Incorrectly located or missed cells are boxed in orange and the correctly located but misclassified cells are boxed in red. As can be seen, CD-NET achieves more than 90% locating effectiveness. The missed rate is lower than that of YOLOV4, as can be easily seen in the areas with dense cells. When employing CC-NET, some misclassified nucleated cells have been corrected, and the accuracy of cell identification is improved. In addition, it is interesting to notice that CDC-NET can identify the nucleated cells that the pathologists overlooked but are meaningful for the diagnosis (see the cells boxed in blue in Fig. 8).

5 Discussion

To promote the development of deep learning-based auxiliary diagnosis methods for AML, we proposed a model named CDC-NET. Since an effective deep learning model significantly depends on large and high-quality annotated datasets and constructing a high-quality standard dataset of medical images is not easy, it is difficult to improve the performance of the auxiliary diagnosis model on a limited dataset.
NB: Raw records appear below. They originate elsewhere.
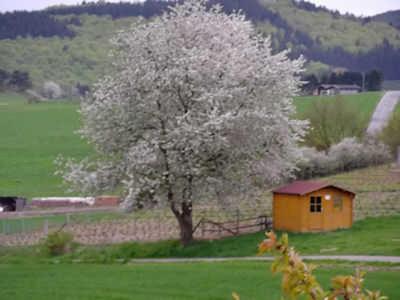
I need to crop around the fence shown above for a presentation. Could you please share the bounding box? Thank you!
[194,210,272,239]
[0,207,268,246]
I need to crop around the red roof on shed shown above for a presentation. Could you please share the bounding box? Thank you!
[272,181,355,196]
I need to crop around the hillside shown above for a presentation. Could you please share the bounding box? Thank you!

The proposed CD-NET aims to train a cell detection model with a low missed rate. As seen from Fig. 6, CD-NET achieves more satisfactory performance than previously reported detection methods in terms of missed rate. Compared with the IoU measure index, uIoU seems to be more effective in our task in areas full of cells with ambiguous boundaries in bone marrow aspirate images. We proposed CC-NET to produce a strong supervision model. It fuses multiple evaluation units. Table 1 shows the effectiveness of CC-NET. When cascading with CD-NET, the Recall of CDC-NET is higher than that of CD-NET (see Table 3.). The experiments on 50 clinical data (bone marrow aspirate images from 50 patients) demonstrate that our approach achieves better performance.

Our previous research introduced a Cell Recognition Network (CRNet) utilizing YOLOV3 and uIoU for cell recognition. However, when confronted with more complex data, specifically with the addition of 40 complex bone marrow images to the dataset, the recognition error increased (as depicted in CASEII-C in Fig. 8). To address this challenge, we propose a voting strategy-based method to mitigate recognition errors, building upon the CRNet research (as illustrated in CASEII-D in Fig. 8). This approach aligns with the pathologists' methodology in the pathological diagnosis of Acute Myeloid Leukemia (AML), as it assists in identifying problematic types of nucleated cells.

In bone marrow aspirate images, there are inherent challenges such as uneven staining, cell damage, overlapping or adherent cells, cells with unclear borders, and cells with ambiguous types. These factors contribute to the difficulty in accurately identifying various types of bone marrow nucleated cells. To facilitate the expandability of the model, this approach incorporates an average voting mechanism and focuses on experiments using widely used classifiers like AlexNet, ResNet-50, and Inception V3. However, it is crucial to conduct additional experiments in the future to explore further possibilities. Furthermore, to enhance the accuracy of digital auxiliary diagnosis, it is necessary to improve the quality of staining. This improvement in staining quality would contribute to more precise results in the digital diagnostic process.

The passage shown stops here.